Resorting to ACAM2000 will also put the onus on officials to explain to the public what they’re getting into. If some are balking at intradermal shots, people further back in line could reasonably wonder why they’ve been stuck with a less-safe vaccine, Farrow pointed out. There could be a middle ground worth testing in a clinical trial: one shot of Jynneos, via either administration route, followed by a dose of ACAM2000, says Stephen Goldstein, a virologist at the University of Utah. One 2019 study hints that this shot, chaser approach could shrink infectious lesions, as well as cut down on ACAM2000’s side effects, while still offering an immunological boost—though that trial used two subcutaneous Jynneos doses first. In any case, the government would do well to pursue more options, even enroll people in trials comparing the different vaccines, Gonsalves told me. And transparency is tantamount. “Back in the days of AIDS,” he said, “many of us were saying, as new drugs were coming online, we wanted access and answers” about the options at hand. Right now, the nation’s short on both.

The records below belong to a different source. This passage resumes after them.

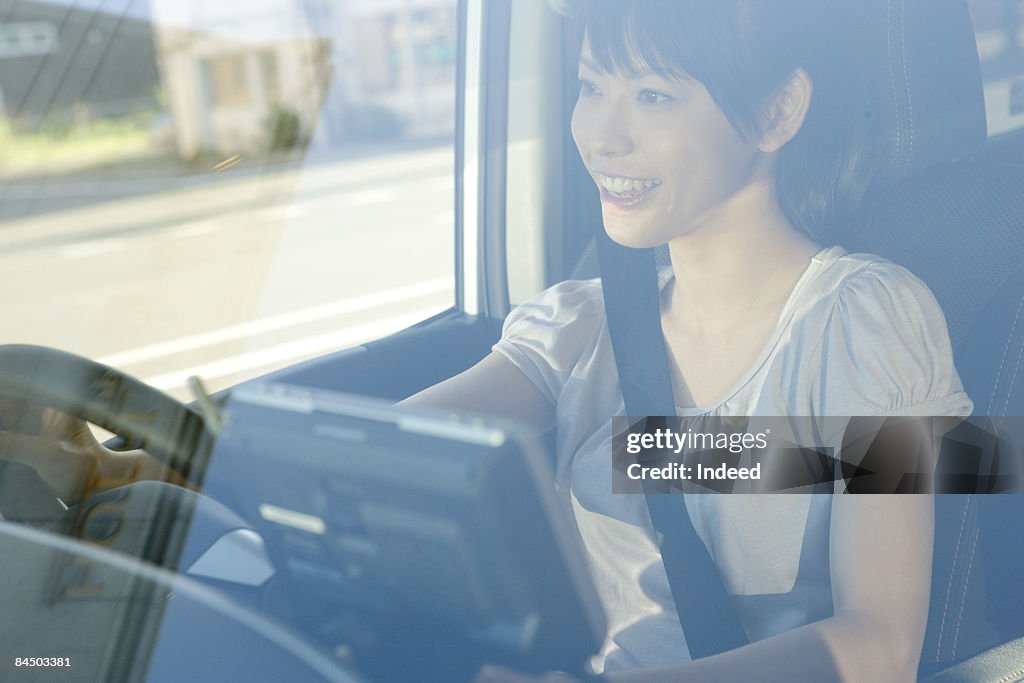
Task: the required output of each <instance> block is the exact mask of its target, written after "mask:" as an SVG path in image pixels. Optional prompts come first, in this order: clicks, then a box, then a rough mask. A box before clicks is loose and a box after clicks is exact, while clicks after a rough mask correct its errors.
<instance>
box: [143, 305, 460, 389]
mask: <svg viewBox="0 0 1024 683" xmlns="http://www.w3.org/2000/svg"><path fill="white" fill-rule="evenodd" d="M444 308H445V306H443V305H440V306H432V307H430V308H422V309H420V310H417V311H413V312H411V313H402V314H401V315H392V316H391V317H386V318H383V319H380V321H374V322H373V323H367V324H365V325H357V326H355V327H352V328H348V329H345V330H338V331H336V332H328V333H325V334H322V335H316V336H313V337H307V338H306V339H299V340H296V341H292V342H287V343H285V344H279V345H276V346H270V347H268V348H264V349H259V350H257V351H249V352H248V353H240V354H238V355H233V356H231V357H229V358H223V359H221V360H214V361H212V362H204V364H201V365H199V366H193V367H191V368H185V369H183V370H176V371H174V372H172V373H165V374H163V375H157V376H155V377H148V378H145V379H144V380H143V381H144V382H145V383H146V384H150V385H152V386H154V387H156V388H158V389H161V390H163V391H172V390H174V389H180V388H181V387H184V386H185V384H186V383H187V381H188V378H189V377H191V376H193V375H197V376H199V377H201V378H203V379H204V380H215V379H217V378H220V377H225V376H228V375H233V374H237V373H243V372H246V371H252V370H256V369H259V368H269V367H273V366H278V367H283V366H284V365H287V364H288V362H289V361H296V360H300V359H305V358H311V357H314V356H316V355H321V354H323V353H327V352H330V351H338V350H341V349H344V348H350V347H352V346H355V345H356V344H361V343H364V342H368V341H372V340H374V339H379V338H381V337H384V336H385V335H389V334H393V333H395V332H398V331H399V330H403V329H406V328H408V327H411V326H413V325H416V324H417V323H420V322H422V321H425V319H426V318H428V317H430V316H431V315H434V314H436V313H438V312H440V311H441V310H443V309H444Z"/></svg>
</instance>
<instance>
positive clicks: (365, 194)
mask: <svg viewBox="0 0 1024 683" xmlns="http://www.w3.org/2000/svg"><path fill="white" fill-rule="evenodd" d="M396 199H398V193H396V191H395V190H394V188H393V187H381V188H379V189H367V190H364V191H361V193H343V194H339V195H338V204H339V205H342V206H368V205H370V204H384V203H386V202H393V201H395V200H396Z"/></svg>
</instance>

That “we’re even having to ask these questions about ACAM,” Farrow told me, is a sobering reminder that “we didn’t get our shit together” early on. Instead, the U.S. has backed itself into having to reckon with its appetite for risk. Being too cautious with vaccines could allow the outbreak to further balloon; being too reckless with shots could compromise public trust. The administration firmly contends that Jynneos remains “the best available option,” according to Granholm, the HHS spokesman. (That said, ACAM2000 “is available upon request,” he told me.)

Such a position may feel like the safe one—it potentially sidesteps the gnarliness of ACAM. But perhaps it’s actually dicier, because it’s not properly preparative. “We can’t just say intradermal is going to solve all of our problems,” Park told me. Although the hope is that the country’s ACAM supply can stay stashed away, we need to be ready to use it, and quickly, should the need arise. If the country once again waits until “we’re in a pinch” to act, Rivers told me, “it’s going to be too late.”